The Boxer is a loving, gentle breed that loves being cuddled and highly affectionate and loyal with the family. It is a mix of an intelligent, alert, courageous but sociable breed. It is often suspicious of strangers but will not show aggression if it perceives the stranger is not a threat to its own safety or to the family. It is a very loving breed, sometimes even recognising itself as a lapdog who will try to lie as close to the owner’s lap as possible. This happy and energetic breed also has a clownish behaviour and will often get the owner’s attention with its antics. This breed has a canny ability to twist and dance into a semi-circle when excited as well as letting out a unique sound called a “woo-woo”. It also has a remarkable attitude of pawing at his toys or food bowls similar to what a cat does. When the Boxer gets excited, it can start jumping, twisting and even doing somersaults to get the owner’s attention.

Training

The highly intelligent Boxer is quite easy to train and ranks high in trainability. It is an excellent watchdog which will restrain an intruder similar to a Mastiff. It excels in obedience, agility and schutzhund.

Grooming

The short coat makes the Boxer an easy to groom breed that requires very little grooming time. Brushing the coat with a firm bristle brush is sufficient. Bathe only when necessary because a Boxer is a clean dog that grooms itself like a cat.

Health

The Boxer is generally a healthy breed but is not without health issues. It is prone to hip and elbow dysplasia, hypothyroidism, von Willebrand’s disease, tumours, aortic stenosis/sub-aortic stenosis, Boxer Arrythmic Cardiomyopathy (BAC), and corneal dystrophy. It does not do well in extreme cold because of its short coat nor in hot weather conditions because its short nose does not cool hot air as efficient as other breeds with long muzzle.
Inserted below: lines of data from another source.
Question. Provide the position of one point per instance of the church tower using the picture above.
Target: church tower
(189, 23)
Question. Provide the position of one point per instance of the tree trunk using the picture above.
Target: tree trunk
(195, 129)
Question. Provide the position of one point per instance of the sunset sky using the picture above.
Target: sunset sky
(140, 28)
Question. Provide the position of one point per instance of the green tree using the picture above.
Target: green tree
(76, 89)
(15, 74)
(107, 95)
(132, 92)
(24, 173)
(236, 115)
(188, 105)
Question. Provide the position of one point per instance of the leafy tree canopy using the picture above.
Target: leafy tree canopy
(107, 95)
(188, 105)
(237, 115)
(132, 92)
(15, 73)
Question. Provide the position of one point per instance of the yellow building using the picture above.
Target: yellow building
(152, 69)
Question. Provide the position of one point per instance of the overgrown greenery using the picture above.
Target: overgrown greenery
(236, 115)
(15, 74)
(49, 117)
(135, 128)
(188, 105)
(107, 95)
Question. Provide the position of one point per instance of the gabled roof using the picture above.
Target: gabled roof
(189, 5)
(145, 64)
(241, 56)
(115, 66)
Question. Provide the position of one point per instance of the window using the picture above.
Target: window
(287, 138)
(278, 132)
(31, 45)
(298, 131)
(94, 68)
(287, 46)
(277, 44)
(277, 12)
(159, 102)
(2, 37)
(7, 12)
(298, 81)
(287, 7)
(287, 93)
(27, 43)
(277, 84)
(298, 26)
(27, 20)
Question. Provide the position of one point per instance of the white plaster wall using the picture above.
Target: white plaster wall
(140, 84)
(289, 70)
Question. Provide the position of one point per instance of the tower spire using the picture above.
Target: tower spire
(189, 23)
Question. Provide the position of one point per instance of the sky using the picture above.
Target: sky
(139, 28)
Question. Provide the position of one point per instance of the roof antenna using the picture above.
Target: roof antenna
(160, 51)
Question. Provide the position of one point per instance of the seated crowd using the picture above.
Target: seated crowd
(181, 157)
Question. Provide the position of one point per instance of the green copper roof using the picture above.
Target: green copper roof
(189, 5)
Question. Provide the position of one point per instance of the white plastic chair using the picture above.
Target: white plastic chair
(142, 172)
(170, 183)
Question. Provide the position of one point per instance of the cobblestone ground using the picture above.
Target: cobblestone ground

An ideal diet should be a premium Boxer dog food made of high-quality animal-based protein to help the breed build strong, lean muscles. Food rich in L-carnitine and natural taurine is also a good diet. The average lifespan of the Boxer is between 9 to 15 years.

Exercise

The Boxer has a very high energy level that requires a tremendous amount of exercise. It can adapt well to an apartment living as well as to a rural setting especially if it’s given the right amount of mental and physical stimulation. If not properly exercised, this breed has a potential to gain weight very rapidly. Long brisk, daily walking coupled with a game of fetch will keep this breed occupied.

Children and other pets

The Boxer is an incredibly kid-friendly dog with well-known patience and gentleness even with small children. It is also particularly good with other dogs and animals.